The truth, however, goes something like this: my first year off was spent in varying levels of intensive treatment for an eating disorder. It was marked as a “personal leave” on my transcript. After returning to Bowdoin in 2021, I relapsed and went on medical leave, returning to higher levels of care, this time for a mood disorder. I applied for re-enrollment, was accepted and once again returned to Bowdoin’s campus. This is an incredibly abbreviated version of my journey.

However, what’s important is not the detailed account of my atypical path through Bowdoin but rather the institutional and systemic shortcomings that allow so many students of so many backgrounds and beginnings, including myself, to fall through the cracks. More importantly, this is an account of the privilege that it takes to recover, the privilege that we so casually flaunt in the faces of those struggling to keep their heads above water, the privilege that we look over when we joke about killing or starving ourselves.
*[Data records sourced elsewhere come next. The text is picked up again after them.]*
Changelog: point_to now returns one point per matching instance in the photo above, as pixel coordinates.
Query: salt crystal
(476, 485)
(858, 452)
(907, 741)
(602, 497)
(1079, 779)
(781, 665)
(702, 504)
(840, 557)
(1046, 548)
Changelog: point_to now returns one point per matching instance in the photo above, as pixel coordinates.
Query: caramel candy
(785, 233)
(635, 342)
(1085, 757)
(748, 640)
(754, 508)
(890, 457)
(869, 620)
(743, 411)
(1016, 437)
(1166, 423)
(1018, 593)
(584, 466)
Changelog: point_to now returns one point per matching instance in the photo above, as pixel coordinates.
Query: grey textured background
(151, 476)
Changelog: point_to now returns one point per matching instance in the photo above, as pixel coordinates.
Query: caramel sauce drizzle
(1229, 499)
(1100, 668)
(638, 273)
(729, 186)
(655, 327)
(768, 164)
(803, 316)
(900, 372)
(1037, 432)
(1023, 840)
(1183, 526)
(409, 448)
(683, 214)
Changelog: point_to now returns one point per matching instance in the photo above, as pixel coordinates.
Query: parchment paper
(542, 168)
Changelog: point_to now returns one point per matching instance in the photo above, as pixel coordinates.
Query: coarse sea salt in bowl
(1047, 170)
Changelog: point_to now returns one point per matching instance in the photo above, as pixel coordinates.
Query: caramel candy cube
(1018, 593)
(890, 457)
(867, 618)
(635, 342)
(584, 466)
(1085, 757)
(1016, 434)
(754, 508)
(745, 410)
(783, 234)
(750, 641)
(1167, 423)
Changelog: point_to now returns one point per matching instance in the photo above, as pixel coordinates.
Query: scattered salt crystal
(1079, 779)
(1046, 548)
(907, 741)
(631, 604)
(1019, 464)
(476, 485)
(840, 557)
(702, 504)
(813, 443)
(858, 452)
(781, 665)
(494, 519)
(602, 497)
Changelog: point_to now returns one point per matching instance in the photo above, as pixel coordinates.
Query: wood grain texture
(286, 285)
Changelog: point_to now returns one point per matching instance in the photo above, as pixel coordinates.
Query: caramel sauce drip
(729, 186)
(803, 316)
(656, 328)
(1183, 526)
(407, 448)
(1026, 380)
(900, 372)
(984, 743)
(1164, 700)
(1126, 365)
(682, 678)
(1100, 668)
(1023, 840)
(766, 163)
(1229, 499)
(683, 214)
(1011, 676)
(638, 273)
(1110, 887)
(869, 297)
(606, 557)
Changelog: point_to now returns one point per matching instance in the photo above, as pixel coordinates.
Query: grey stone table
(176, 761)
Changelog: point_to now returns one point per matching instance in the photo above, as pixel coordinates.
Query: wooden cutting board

I had access to almost every resource in the book. I had health insurance that covered intensive treatment. I had a mom that could work remotely while being by my side. I had a dean that kindly laid out my options on a silver platter. Yet, I was still allowed to leave the counseling center while showing obvious signs of crisis. I was told I could access Bowdoin’s psychiatric services while on leave then denied those same resources three months later. I participated in a separate round of course registration that did not account for returning students and drastically limited our academic options. I was asked to step on a scale, blinking aggressively with how much weight I’d gained, in front of my whole team. I stared at Bowdoin’s page on eating disorders where a measly paragraph with no substantial information glared back at me. I was assigned both a new adviser and dean without warning or notice. This, unfortunately, is just the tip of the iceberg.

Bowdoin College, as an institution, has consistently abandoned and let down students struggling with mental and physical illness. Those who are most vulnerable are left with the least support. While there are many incredible and caring individuals on the College’s faculty and within the administration, the actions of our academic “home” give rise to a plethora of questions. Why is 2022 the first year that Bowdoin has a specialized dean for students returning from leave? Why do we post mental health related emergencies in the Orient’s Security Report? Have we failed to consider how this might turn people in crisis away from reaching out to security, for fear of their most vulnerable moments being published in the school newspaper?

How is sending students off campus to a potentially unsupportive or unstable home environment the only way to “keep them safe”? Do we really value the health and wellbeing of our students or do we see their illness as a liability? Why is our illness considered a burden on our professors, the very folk paid to teach and guide us?

Questions like these are just the beginning. As a middle class, white, cis-gendered woman on this campus, my voice will easily be amplified in this conversation. But let us not forget that for every story like mine, there are countless equivalents coming from shunned and marginalized voices, from those without a support system like mine and from those whose stories had a different ending. Let us listen to and amplify these stories, for it’s all of our experiences, not just mine, that deserve to be heard. Finally, let us use these stories to fuel policy change, to shift societal norms and to support those who need it most.